The opencl filter is a shortcut for opencl-image | opencl-buffer | smoke-opencl. gpu covers everything OpenCL + Vulkan.

Per-stage type — what each kind covers

`unit/cpu/*` — host CPU correctness

The plain-CPU sweep across the registered C++ tests. Variants in test_stages.json:

unit/cpu/all — single-thread, Precision_Normal, broadest sanity check.
unit/cpu/op-mt — 4-thread, op-only (prefix: "op"). Catches threadpool races.
unit/cpu/op-fp16-conv — Precision_Low, only convolution tests. Exercises the FP16 ARM82 path without the rest of the suite.
unit/cpu/op-fp16-col2im, unit/cpu/op-fp16-roi — narrow FP16 sweeps for ops that are particularly sensitive.

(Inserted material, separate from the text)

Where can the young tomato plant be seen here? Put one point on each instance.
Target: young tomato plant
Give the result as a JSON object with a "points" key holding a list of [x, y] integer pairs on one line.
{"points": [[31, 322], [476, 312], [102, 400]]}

`unit/opencl/` and `unit/vulkan/` — GPU correctness

GPU stages run with TUNING_NONE because we want correctness, not perf — TUNING_WIDE adds many seconds of per-kernel auto-tuning that's wasted on a single-shot run. Bench stages flip back to TUNING_WIDE since perf is the point there.

unit/opencl/op — OpenCL with MEMORY_IMAGE (gpuMode 129).
unit/opencl/op-buffer — OpenCL with MEMORY_BUFFER (gpuMode 65). Critical for catching regressions in BUFFER-only creators (e.g. Attention) that the IMAGE path masks via CPU fallback.
unit/vulkan/op — Vulkan with TUNING_NONE (gpuMode 1). Vulkan ignores MEMORY_* bits; image-vs-buffer is selected at build time via the MNN_VULKAN_IMAGE CMake option.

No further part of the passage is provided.